En korktuğum sorulardan bir tanesi ne biliyor musunuz? Bir berbere gittiğinizde ya da bir taksiye bindiğinizde ortamı ısıtmak için sorulan ilk soru: “Abi ne işle iştigal ediyoruz?” Bu soruyla karşılaşınca içimden “abesle iştigal ediyoruz” demek geçiyor ama öyle demiyorum. Şimdilerde “YouTuber”ım demek istiyorum ama anlaşılır mı bilemiyorum. O yüzden 3 yıl önce uğraştığım işi söyleyesim geliyor: “multidisipliner dijital bir medya ajansının kurucusu ve kreatif direktörüyüm” de diyemiyorum. 5 yıl önce uğraştığım iş zaten hiç bir şey ifade etmeyecek: “kreatif profesyonellere yönelik tasarım yazılımları üreten bir şirkette teknoloji evangelisti.” O yüzden 10 yıl önce kullandığım stratejiye dönesim geliyor. O zamanlar uğraştığım işlerin hepsinin de ortak paydası bilgisayar olduğu için “bilgisayarcıyım” diye kestirip atıyordum. Tabi bu sefer de ikinci soruya hazırlıklı olmanız gerekiyor: “abi bizim yeğen geçen bir CD taktı bilgisayara virüs mü ne bulaşmış, şimdi açınca bir sürü pencereler doluyor ekrana rezil oluyoruz konu komşuya, nasıl yaparız?” Tabi yeğen bulaştırmıştır kesin! Neyse ben o bildiğin bilgisayarcılardan değilim demek için uğraş dur bu sefer.

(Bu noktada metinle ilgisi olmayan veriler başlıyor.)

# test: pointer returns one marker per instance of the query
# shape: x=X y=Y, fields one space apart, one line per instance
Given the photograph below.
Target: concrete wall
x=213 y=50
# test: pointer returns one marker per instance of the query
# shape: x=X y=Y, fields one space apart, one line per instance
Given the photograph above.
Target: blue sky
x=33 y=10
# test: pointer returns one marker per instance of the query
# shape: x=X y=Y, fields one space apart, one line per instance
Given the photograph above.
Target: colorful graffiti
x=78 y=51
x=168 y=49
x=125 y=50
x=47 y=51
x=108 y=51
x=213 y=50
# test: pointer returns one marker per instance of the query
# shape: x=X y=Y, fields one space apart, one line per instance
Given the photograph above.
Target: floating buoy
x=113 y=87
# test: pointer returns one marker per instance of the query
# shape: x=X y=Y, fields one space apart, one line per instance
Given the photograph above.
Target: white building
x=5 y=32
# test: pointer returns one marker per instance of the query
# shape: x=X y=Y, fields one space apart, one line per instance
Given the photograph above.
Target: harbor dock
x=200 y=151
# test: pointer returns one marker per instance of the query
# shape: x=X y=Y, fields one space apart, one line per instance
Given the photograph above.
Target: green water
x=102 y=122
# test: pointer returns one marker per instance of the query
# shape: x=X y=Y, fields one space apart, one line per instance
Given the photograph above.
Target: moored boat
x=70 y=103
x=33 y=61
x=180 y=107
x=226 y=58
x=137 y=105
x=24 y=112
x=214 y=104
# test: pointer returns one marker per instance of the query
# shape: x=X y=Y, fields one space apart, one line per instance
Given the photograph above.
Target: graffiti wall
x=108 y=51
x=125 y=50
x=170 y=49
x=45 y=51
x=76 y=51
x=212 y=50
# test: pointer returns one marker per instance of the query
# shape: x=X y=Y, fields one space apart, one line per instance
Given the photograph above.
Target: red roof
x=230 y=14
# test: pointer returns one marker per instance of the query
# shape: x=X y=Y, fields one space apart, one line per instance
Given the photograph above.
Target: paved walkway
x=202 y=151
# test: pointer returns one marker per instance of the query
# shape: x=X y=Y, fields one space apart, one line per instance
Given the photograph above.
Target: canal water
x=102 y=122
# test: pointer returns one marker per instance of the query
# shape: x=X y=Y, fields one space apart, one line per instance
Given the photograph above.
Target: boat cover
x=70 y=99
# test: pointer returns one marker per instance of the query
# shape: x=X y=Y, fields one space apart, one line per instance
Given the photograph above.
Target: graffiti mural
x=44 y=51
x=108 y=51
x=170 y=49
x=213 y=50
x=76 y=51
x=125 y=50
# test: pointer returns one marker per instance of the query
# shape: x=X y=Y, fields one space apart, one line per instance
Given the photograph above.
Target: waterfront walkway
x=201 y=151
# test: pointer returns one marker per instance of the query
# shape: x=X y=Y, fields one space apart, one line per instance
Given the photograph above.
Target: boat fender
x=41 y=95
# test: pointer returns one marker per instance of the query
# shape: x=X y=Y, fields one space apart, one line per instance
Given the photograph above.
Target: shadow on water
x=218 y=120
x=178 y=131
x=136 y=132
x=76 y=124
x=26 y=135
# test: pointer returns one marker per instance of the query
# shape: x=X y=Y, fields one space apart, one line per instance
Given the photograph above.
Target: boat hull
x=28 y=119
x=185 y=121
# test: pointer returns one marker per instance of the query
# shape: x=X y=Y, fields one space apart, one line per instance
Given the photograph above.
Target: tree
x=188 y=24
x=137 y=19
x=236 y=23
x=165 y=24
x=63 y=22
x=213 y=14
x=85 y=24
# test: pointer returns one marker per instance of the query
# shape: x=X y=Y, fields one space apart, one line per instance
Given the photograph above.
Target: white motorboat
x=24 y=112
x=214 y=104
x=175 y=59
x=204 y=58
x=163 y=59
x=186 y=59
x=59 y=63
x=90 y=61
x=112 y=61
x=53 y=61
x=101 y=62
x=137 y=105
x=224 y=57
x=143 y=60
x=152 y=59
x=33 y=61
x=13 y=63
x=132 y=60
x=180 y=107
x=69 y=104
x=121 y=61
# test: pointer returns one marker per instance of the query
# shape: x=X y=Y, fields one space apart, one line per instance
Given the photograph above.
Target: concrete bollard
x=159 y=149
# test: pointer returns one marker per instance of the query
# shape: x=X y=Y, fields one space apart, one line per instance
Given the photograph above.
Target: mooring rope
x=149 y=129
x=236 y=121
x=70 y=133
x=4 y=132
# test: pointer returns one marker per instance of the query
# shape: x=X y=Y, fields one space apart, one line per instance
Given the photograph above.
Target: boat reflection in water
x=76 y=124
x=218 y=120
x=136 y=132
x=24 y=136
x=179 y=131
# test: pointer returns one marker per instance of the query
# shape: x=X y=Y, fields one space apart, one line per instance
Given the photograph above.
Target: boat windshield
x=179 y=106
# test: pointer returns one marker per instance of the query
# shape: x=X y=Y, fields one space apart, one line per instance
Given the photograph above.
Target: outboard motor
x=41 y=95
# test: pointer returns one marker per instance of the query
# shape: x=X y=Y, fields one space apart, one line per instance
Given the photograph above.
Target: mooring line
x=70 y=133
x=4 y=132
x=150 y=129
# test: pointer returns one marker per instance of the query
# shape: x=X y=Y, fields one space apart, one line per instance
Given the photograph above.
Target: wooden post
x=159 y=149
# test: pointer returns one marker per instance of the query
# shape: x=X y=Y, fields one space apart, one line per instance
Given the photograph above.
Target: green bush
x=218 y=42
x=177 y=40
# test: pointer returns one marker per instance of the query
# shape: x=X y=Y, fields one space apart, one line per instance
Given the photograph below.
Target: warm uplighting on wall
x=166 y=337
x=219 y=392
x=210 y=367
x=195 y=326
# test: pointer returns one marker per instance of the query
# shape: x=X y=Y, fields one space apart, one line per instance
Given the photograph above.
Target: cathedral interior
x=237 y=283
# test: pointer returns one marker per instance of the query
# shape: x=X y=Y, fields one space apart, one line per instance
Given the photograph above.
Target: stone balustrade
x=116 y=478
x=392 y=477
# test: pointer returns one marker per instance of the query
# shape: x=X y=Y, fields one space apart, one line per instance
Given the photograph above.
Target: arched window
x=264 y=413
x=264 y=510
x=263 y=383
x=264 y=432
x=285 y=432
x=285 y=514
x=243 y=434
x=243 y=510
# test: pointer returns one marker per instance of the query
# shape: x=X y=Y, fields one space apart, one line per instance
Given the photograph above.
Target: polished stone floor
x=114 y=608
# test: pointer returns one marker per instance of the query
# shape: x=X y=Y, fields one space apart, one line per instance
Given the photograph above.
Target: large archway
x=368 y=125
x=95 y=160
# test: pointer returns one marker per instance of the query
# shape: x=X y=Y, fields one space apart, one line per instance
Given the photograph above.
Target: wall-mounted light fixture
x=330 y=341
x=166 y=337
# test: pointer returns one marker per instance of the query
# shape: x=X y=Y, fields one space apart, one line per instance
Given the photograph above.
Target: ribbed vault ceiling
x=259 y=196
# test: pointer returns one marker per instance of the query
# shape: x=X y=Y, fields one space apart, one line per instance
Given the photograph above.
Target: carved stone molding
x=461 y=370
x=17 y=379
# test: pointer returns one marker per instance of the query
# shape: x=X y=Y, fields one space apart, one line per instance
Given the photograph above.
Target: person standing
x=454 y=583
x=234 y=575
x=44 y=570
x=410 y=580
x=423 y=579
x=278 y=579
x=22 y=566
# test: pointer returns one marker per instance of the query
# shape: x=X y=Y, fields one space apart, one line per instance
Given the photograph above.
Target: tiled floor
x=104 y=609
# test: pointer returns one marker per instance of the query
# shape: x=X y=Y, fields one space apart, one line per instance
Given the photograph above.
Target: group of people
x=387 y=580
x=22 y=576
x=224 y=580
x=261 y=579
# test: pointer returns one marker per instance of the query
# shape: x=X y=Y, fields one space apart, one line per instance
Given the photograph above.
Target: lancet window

Ben tüm bu “mesleğimi tanımlama” çabaları içerisinde boğulmamak için çırpınırken karşımdaki kişi bana bir can simidi olur belki düşüncesiyle “abi sen nereden mezunsun onu söyle hele” diye sorunca dananın kuyruğu orada kopuyor ve beni belirsizlikler okyanusunun ortasına bırakıyor: “Hukuk Fakültesi’nden mezunum.” Karşımdakinin donuk bakışlarına dayanamayıp ekliyorum: “20 sene önce YouTube Fakültesi yoktu.”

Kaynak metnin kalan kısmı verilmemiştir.